The Chief Executive Officer of Seplat Petroleum Development Company Plc, Mr. Austin Avuru has said that the current challenges facing Nigeria’s oil and gas sector were caused by lack of transparency and due process on the part of the government in the past eight years.

In his keynote address at the 10th Annual Oil Industry Awards Dinner of the Petroleum Technology Association of Nigeria (PETAN) held in Lagos at the weekend, Avuru stated that deal making in the oil and gas industry has replaced due process and transparency.

Avuru alleged that in the past eight years, almost every transaction approved by the government in the oil and gas was because somebody had struck a good deal and not that due process was followed.

He said the development had led to declining production that was fueled by huge funding gap that crippled joint venture production.

According to him, before one of the deepwater fields came on stream in 2005, the country was already producing 2.4 million barrels per day and that the challenge was how to get the Organisation of Petroleum Exporting Countries’ quota to take the deepwater production to the international market.

Avuru however stated that the joint venture production which was 2.4 million barrels per day in 2005 has since declined to 1.2 million barrels per day, while the 1 million barrels per day target in deepwater is yet to be realised.

He noted that in the good olden days, any approval by the National Petroleum Investment Management Services (NAPIMS), a subsidiary of the Nigerian National Petroleum Corporation (NNPC) for building Floating Production Storage Offloading (FPSO) vessel, for instance, was done after careful studies revealed a pressing need for such an FPSO to be domiciled in Nigeria.
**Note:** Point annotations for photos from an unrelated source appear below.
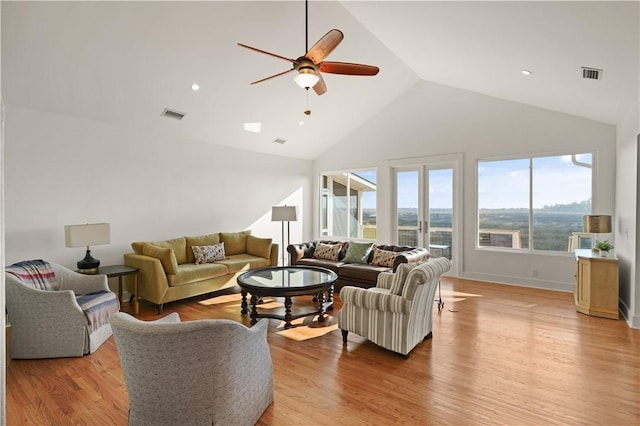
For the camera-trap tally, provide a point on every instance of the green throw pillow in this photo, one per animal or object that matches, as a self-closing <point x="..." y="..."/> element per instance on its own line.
<point x="357" y="252"/>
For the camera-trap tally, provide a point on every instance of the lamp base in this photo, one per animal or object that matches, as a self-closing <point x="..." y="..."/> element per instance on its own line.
<point x="88" y="265"/>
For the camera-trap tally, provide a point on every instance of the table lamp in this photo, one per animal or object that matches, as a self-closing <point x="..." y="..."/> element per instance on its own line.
<point x="596" y="224"/>
<point x="90" y="234"/>
<point x="284" y="214"/>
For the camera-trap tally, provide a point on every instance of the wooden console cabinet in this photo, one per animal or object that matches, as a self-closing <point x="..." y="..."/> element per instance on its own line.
<point x="596" y="284"/>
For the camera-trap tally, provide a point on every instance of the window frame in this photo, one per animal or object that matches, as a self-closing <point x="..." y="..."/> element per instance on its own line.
<point x="531" y="158"/>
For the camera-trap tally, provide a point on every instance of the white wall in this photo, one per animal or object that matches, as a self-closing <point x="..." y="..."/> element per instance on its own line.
<point x="627" y="201"/>
<point x="432" y="119"/>
<point x="61" y="170"/>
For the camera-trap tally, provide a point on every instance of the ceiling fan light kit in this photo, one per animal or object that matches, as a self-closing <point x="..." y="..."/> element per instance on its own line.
<point x="309" y="67"/>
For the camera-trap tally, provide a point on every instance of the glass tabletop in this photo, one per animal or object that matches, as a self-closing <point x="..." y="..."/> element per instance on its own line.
<point x="288" y="277"/>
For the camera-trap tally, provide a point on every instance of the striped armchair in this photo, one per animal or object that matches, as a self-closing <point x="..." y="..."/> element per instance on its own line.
<point x="396" y="314"/>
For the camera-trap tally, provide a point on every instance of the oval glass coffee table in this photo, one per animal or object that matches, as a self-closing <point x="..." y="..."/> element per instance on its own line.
<point x="287" y="282"/>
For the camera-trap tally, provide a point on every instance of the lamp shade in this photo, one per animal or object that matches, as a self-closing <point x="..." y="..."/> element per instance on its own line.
<point x="284" y="213"/>
<point x="597" y="224"/>
<point x="90" y="234"/>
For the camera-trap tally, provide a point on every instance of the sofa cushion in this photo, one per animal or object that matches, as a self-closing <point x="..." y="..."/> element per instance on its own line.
<point x="359" y="272"/>
<point x="208" y="254"/>
<point x="327" y="251"/>
<point x="400" y="277"/>
<point x="164" y="254"/>
<point x="179" y="247"/>
<point x="357" y="252"/>
<point x="190" y="272"/>
<point x="235" y="242"/>
<point x="260" y="247"/>
<point x="383" y="257"/>
<point x="244" y="262"/>
<point x="323" y="263"/>
<point x="201" y="240"/>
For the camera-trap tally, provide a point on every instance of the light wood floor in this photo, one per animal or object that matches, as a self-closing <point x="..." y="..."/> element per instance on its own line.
<point x="500" y="355"/>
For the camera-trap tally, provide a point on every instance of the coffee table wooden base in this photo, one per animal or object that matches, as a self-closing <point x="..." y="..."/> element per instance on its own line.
<point x="324" y="304"/>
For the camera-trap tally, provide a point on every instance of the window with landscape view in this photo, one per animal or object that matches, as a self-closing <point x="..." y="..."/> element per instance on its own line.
<point x="348" y="205"/>
<point x="533" y="203"/>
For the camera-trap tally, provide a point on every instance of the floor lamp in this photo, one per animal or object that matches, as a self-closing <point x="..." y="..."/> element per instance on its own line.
<point x="284" y="214"/>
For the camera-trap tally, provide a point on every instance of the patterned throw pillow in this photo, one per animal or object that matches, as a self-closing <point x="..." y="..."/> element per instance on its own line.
<point x="383" y="257"/>
<point x="208" y="254"/>
<point x="327" y="251"/>
<point x="357" y="252"/>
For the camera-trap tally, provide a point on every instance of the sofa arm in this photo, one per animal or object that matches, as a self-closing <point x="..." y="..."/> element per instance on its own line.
<point x="152" y="280"/>
<point x="417" y="254"/>
<point x="374" y="300"/>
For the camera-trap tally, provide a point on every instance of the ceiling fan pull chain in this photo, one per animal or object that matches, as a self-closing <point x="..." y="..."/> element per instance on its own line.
<point x="307" y="111"/>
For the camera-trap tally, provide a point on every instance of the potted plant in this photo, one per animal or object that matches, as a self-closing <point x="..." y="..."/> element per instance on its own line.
<point x="604" y="247"/>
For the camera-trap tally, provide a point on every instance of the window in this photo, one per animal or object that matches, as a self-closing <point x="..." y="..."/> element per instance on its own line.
<point x="533" y="203"/>
<point x="348" y="205"/>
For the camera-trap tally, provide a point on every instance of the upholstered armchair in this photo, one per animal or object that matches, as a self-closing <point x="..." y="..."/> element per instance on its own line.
<point x="396" y="314"/>
<point x="203" y="372"/>
<point x="55" y="312"/>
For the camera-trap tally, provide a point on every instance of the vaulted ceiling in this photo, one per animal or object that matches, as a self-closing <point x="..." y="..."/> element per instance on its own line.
<point x="125" y="62"/>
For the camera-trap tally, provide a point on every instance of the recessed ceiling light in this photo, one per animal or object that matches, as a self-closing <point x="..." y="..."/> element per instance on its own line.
<point x="253" y="127"/>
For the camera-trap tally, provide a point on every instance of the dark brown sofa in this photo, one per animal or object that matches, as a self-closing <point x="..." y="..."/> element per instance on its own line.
<point x="355" y="274"/>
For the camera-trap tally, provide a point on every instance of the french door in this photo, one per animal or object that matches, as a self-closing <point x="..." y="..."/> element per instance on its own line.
<point x="425" y="206"/>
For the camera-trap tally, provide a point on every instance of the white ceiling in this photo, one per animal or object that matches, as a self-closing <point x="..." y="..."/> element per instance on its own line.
<point x="124" y="62"/>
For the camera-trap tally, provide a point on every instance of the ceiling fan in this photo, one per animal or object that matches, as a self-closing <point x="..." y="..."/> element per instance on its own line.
<point x="310" y="66"/>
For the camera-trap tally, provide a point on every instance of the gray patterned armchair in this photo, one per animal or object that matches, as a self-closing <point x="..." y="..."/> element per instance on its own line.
<point x="203" y="372"/>
<point x="55" y="312"/>
<point x="396" y="314"/>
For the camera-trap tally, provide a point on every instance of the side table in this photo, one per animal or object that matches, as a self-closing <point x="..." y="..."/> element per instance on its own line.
<point x="122" y="271"/>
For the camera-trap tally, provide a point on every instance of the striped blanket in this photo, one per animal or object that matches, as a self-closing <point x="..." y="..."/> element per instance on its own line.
<point x="98" y="307"/>
<point x="35" y="273"/>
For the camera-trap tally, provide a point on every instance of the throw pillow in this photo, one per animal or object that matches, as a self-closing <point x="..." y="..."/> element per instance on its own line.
<point x="260" y="247"/>
<point x="400" y="277"/>
<point x="357" y="252"/>
<point x="208" y="254"/>
<point x="164" y="254"/>
<point x="235" y="242"/>
<point x="327" y="251"/>
<point x="201" y="240"/>
<point x="383" y="257"/>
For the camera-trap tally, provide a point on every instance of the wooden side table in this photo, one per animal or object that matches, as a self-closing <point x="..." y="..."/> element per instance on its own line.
<point x="122" y="271"/>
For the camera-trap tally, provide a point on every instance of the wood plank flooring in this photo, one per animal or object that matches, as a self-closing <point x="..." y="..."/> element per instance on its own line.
<point x="500" y="355"/>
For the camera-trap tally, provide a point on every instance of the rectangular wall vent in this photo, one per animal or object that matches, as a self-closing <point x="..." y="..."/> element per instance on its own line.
<point x="172" y="113"/>
<point x="591" y="73"/>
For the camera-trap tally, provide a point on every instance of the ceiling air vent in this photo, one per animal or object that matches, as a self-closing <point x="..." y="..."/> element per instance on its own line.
<point x="591" y="73"/>
<point x="172" y="113"/>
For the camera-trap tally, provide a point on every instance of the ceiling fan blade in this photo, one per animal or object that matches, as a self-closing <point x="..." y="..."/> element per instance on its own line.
<point x="320" y="88"/>
<point x="348" y="68"/>
<point x="324" y="46"/>
<point x="273" y="76"/>
<point x="268" y="53"/>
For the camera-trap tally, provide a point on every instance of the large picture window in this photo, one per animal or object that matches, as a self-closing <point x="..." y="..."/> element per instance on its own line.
<point x="533" y="203"/>
<point x="348" y="205"/>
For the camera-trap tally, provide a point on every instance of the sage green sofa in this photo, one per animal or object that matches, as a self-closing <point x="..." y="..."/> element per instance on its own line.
<point x="168" y="269"/>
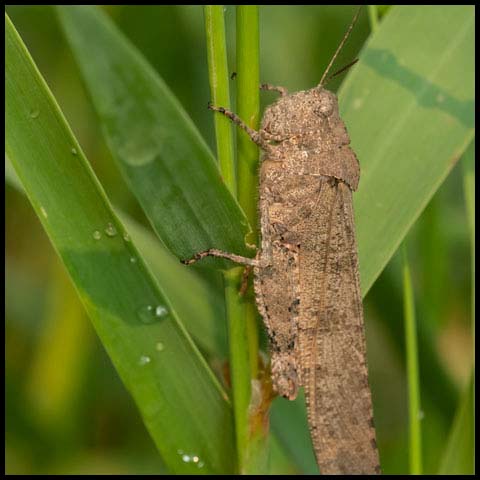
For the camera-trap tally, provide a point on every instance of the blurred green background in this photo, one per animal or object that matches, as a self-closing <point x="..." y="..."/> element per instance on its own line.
<point x="66" y="409"/>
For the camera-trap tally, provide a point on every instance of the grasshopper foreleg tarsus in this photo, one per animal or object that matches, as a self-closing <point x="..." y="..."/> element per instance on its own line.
<point x="281" y="90"/>
<point x="213" y="252"/>
<point x="253" y="134"/>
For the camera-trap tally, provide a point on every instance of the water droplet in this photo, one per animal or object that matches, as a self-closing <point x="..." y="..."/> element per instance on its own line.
<point x="146" y="314"/>
<point x="144" y="360"/>
<point x="110" y="230"/>
<point x="161" y="311"/>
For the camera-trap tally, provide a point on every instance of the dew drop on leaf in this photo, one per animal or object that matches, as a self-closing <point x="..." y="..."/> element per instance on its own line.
<point x="144" y="360"/>
<point x="110" y="230"/>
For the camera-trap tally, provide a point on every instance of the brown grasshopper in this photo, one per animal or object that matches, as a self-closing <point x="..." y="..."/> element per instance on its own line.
<point x="306" y="276"/>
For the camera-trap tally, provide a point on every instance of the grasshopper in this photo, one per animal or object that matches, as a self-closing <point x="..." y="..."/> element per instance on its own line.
<point x="306" y="278"/>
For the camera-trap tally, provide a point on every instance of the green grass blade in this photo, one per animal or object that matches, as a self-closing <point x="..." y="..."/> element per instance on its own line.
<point x="200" y="307"/>
<point x="468" y="163"/>
<point x="248" y="107"/>
<point x="236" y="307"/>
<point x="409" y="108"/>
<point x="373" y="17"/>
<point x="163" y="158"/>
<point x="459" y="456"/>
<point x="219" y="88"/>
<point x="414" y="412"/>
<point x="256" y="454"/>
<point x="183" y="406"/>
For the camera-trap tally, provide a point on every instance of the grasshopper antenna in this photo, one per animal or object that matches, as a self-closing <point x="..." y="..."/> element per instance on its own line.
<point x="338" y="72"/>
<point x="342" y="43"/>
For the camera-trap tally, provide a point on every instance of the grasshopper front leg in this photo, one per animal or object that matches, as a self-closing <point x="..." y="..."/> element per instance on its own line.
<point x="213" y="252"/>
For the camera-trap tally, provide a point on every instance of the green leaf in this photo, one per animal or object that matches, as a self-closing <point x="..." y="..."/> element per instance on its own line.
<point x="163" y="158"/>
<point x="201" y="307"/>
<point x="409" y="108"/>
<point x="459" y="455"/>
<point x="414" y="414"/>
<point x="183" y="406"/>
“It should not be because somebody who has a contract to bring an FPSO knows somebody in government. In the past eight years, almost everything approved by the government is because somebody has struck a good deal,” he said.

Avuru stated that the oil and gas industry has become an obstacle to the growth of Gross Domestic Product (GDP), adding that instead of contributing to 40 – 50 per cent GDP growth as in other member countries of the Organisation of Petroleum Exporting Countries (OPEC), Nigeria’s oil and gas industry has become an obstacle, contributing only 14 per cent.

He blamed the poor contribution of the industry to GDP on absence of transparency and due process, stressing that the interaction between government and the industry operators has also collapsed in the past eight years.

Avuru said in the olden days, ministers and top officials of government sat together with the operators but added that this tradition has changed in the past eight years.
“Government has after over a long period of being unwilling to listen has become unable to listen. So, when you are talking, they (government) are absent. The government that formulates policies for us now formulates policies from the point of ignorance because there was no interaction between them and those managing the business and who know where the shoe pinches, particularly in the last eight years. So, deal making has replaced due process,” Avuru explained.

Avuru further stated that the downstream sector has collapsed with the collapse of the 19 petroleum products depots across the country.

“As long as the depots do not work, it doesn’t matter how magical Lagos State Governor is, he won’t rid Lagos of those tankers,” he added.